Informally, an LR(K) grammar can have any string in the grammar parsed without backtracking by looking ahead at most k symbols.

The paper by Hunt, Szymanski, and Ullman that has the reduction has a more formal explanation if you want it.


I found this example in a set of PowerPoint slides from a class at RPI  about LR parsing

S->ADC | aaaddd
C->Cc | c

The language of this grammar is either aaaddd or aaadddci where i >0.

Notice that if k=1, if we are given the string aaaddd, we will not be able to with just 1 character of lookahead be able to tell if the string has c’s at the end.  The slides say that we can do this with k=4 (The parser will need to look past the 3 d’s to see if a c follows).  Though honestly, I’m not sure why we don’t need k to be 7.  Don’t we have to look past all of the a’s and all of the d’s to find the c?

Reduction: Let’s start with Theorem 3.2 from the Hunt, Szymanski, and Ullman paper.  It says: Suppose we have a nondeterministic Turing Machine M with the properties:

  • M has 1 accepting state and one (semi-infinite) tape
  • M never goes beyond the beginning of the tape (it never falls off the left end)
  • Some (not necessarily polynomial) function T(n) bounds the number of steps of M on an input of size n
  • M only enters the accepting state when the head is over the rightmost “utilized” portion of the tape.
  • Once in an accepting state, M never leaves.

Then for some string x, and for some k >= 8T(|x|)2 we can in time O(|x|) find a grammar G that:

  1. Accepts x
  2. Is not LR(k)
  3. Is not a bunch of similar grammar properties.

The grammar they build has a lot of productions.  The two most important non-terminals are B and B’, where B produces strings of the form: {y#zrev}* $, where y and z are configurations of M, and z is derived from y.

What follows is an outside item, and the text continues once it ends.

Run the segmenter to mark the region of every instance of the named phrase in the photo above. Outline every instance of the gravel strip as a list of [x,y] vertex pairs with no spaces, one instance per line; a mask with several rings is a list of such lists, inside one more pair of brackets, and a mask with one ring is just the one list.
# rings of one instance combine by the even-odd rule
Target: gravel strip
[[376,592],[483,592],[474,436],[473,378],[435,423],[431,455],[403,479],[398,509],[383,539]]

B’ produces a language with strings of the form:

  • The initial description of M on x, followed by
  • {yrev#y#}*, where y is a non-accepting configuration of M, followed by
  • {zrev#$}, where z is an accepting configuration of M

The intersection of these 2 languages is the set of productions that produce an accepting configuration, in which alternating productions are reversed.  If this language is non-empty, then M accepts x.  This grammar is not LR(k) for any k.  They also show the proof in the other direction, but it depends on low-level definitions of LR properties.

The NP-Completeness part of the proof is Theorem 3.3.  We start with any nondeterministic Turing Machine M.  For any string x, we build the string x’ to be g(M,x)#10k, where g(M,x) is the encoding of the grammar from Lemma 3.2.  Lemma 3.2 tells us that x is accepted by M if and only if x’ is LR(k).  Thus, we have shown a generic transformation from a generic nondeterministic Turing Machine.

Difficulty: 9.  I think the details of Lemma 3.2 are hard to follow, and the lemma sort of assumes you’re familiar with the various flavors of CFG’s, which I’m not.  So I might be missing something important in the details.